Furthermore, this practice placement took place before any formal instruction on the principles and process of evidence-based practice.
Furthermore, given their level of experience and confidence, students may not feel sufficiently empowered to influence or drive change in practice. The factors mentioned earlier must be considered when planning similar studies in the future. When both scales were examined more closely, a positive correlation (Pearson’s r) was discovered (r =.347). This clearly shows that the stronger one’s beliefs about evidence-based practice, the more likely one is to implement evidence-based practice. Positive beliefs should be translated into best practices through education, thus improving patient outcomes. The results of the EBP Beliefs Scale show that this positive attitude was achieved in this sample of students. Subsequent research on this specific sample could show whether this positive attitude has translated into actual evidence-based practice implementation in patient care settings. Participants strongly agreed that evidence-based practice results in the best clinical care for patients regarding direct patient care. This is consistent with CARE, 1(1) CARE, Glasgow Caledonian University, and HealthQWest, ISSN: 1755-1412 10
The mean summative score on the EBP Beliefs Scale reaffirmed the positive attitude toward evidence-based practice.

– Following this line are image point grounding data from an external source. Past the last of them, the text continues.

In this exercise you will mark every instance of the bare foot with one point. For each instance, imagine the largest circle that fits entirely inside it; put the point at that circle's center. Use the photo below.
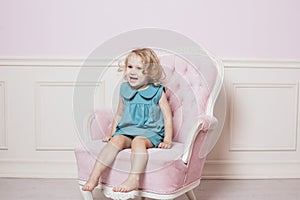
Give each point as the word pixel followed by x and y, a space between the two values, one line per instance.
pixel 130 184
pixel 90 185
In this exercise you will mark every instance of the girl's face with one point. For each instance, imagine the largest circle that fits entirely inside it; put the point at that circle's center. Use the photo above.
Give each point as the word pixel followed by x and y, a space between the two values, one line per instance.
pixel 135 72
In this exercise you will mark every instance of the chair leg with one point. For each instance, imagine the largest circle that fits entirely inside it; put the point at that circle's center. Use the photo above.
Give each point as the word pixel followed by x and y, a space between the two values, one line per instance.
pixel 86 195
pixel 191 196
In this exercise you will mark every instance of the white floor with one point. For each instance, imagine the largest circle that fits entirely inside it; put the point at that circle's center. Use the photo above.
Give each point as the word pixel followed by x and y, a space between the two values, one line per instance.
pixel 66 189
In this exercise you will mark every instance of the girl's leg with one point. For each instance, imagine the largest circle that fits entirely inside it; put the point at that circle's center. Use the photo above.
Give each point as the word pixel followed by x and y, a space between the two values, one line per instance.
pixel 139 159
pixel 105 158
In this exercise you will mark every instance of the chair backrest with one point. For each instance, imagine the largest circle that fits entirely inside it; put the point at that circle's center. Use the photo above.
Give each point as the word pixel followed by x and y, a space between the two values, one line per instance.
pixel 190 90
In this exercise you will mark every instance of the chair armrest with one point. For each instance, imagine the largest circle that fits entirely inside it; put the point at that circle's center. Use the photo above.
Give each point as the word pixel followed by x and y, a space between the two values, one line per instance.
pixel 97 125
pixel 204 124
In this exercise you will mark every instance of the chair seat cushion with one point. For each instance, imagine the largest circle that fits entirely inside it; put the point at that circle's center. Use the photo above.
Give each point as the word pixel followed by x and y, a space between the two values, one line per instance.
pixel 165 167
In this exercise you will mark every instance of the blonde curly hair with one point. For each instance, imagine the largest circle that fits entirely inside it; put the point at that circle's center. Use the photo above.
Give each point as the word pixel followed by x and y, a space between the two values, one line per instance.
pixel 151 65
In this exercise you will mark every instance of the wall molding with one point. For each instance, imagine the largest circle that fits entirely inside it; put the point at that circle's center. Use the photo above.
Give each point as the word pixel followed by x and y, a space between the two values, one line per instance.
pixel 254 169
pixel 79 61
pixel 38 169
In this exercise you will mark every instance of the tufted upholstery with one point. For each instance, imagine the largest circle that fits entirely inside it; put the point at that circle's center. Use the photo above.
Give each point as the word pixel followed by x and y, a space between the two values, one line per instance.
pixel 188 90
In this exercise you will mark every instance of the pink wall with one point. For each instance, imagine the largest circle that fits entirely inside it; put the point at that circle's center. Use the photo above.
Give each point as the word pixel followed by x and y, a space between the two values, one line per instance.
pixel 234 29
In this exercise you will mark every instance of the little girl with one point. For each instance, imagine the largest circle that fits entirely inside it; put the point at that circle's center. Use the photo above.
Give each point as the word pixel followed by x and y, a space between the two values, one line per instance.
pixel 143 119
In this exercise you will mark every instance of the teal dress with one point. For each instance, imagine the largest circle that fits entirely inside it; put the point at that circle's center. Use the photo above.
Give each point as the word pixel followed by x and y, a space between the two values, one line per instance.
pixel 141 115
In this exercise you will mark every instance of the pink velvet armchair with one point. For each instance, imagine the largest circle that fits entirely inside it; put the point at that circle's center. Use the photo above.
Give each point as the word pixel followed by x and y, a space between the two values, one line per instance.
pixel 192 92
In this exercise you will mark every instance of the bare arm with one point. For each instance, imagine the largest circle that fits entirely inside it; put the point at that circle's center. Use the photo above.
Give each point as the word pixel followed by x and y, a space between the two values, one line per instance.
pixel 116 120
pixel 168 121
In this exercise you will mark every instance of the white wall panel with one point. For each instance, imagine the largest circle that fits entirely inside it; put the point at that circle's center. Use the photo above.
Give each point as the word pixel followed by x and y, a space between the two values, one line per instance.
pixel 3 132
pixel 261 137
pixel 264 117
pixel 55 124
pixel 38 133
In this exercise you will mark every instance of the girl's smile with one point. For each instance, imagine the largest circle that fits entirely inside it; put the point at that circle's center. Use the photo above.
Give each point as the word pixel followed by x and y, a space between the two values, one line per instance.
pixel 135 74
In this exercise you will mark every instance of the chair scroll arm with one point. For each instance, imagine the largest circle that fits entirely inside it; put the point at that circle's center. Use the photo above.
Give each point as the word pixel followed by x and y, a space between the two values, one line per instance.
pixel 86 137
pixel 205 124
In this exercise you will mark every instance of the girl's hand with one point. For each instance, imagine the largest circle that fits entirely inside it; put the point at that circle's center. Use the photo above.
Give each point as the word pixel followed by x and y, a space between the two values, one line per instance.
pixel 165 145
pixel 106 139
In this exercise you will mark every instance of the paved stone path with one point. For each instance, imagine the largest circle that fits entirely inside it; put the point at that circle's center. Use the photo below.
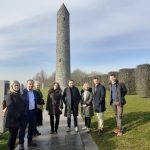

When asked if they thought their care was evidence-based, their responses tended to cluster around the neutral value on the scale, indicating a reluctance to either strongly agree’ or’strongly disagree’ on this item. While the response to this single item does not provide a conclusive answer, combined with the summative score for the EBP Implementation Scale, it may imply that practice in this sample is not evidence-based. While a single-site study has obvious limitations in terms of generalizability, the study did produce some enjoyable and reassuring data on students’ willingness and desire to engage in evidence-based practice. The original research design for this study was a pre-test / post-test quasi-experimental approach. This would have been more reliable than the non-experimental post-test design used. However, time constraints related to ethics approval resulted in an overall delay in the study’s start, by which time module instruction had already begun. As a result, it was decided that a post-test-only design would be more appropriate in this case. Conclusion Overall, the findings support current evidence that supports the incorporation of evidence-based practice into nursing curricula. We have a genuine opportunity to influence practice on a larger scale if we change the beliefs and attitudes of nursing students through our curriculum. According to Short, Kitchener, and Curran (2004) and Pearson, Field, and Jordan (2007), nursing teams that take a proactive role in the development and promotion of evidence-based practices will be the catalyst for optimal patient care. Educational and healthcare organizations must foster philosophies open to inquiry, change, and development. If optimum patient outcomes are to be achieved, practitioners’ skills and knowledge base must be fostered and enhanced through ongoing education, training, and support. Such strategies will result in a safer, more empowering organization for patients and employees, one that values patient-centered, cost-effective care.
QUESTION
400 words, minimum 2 references less than 5 years,APA 7 format, (SEE UPLOAD FILE FOR DETAILS, course description, learning outcomes, etc).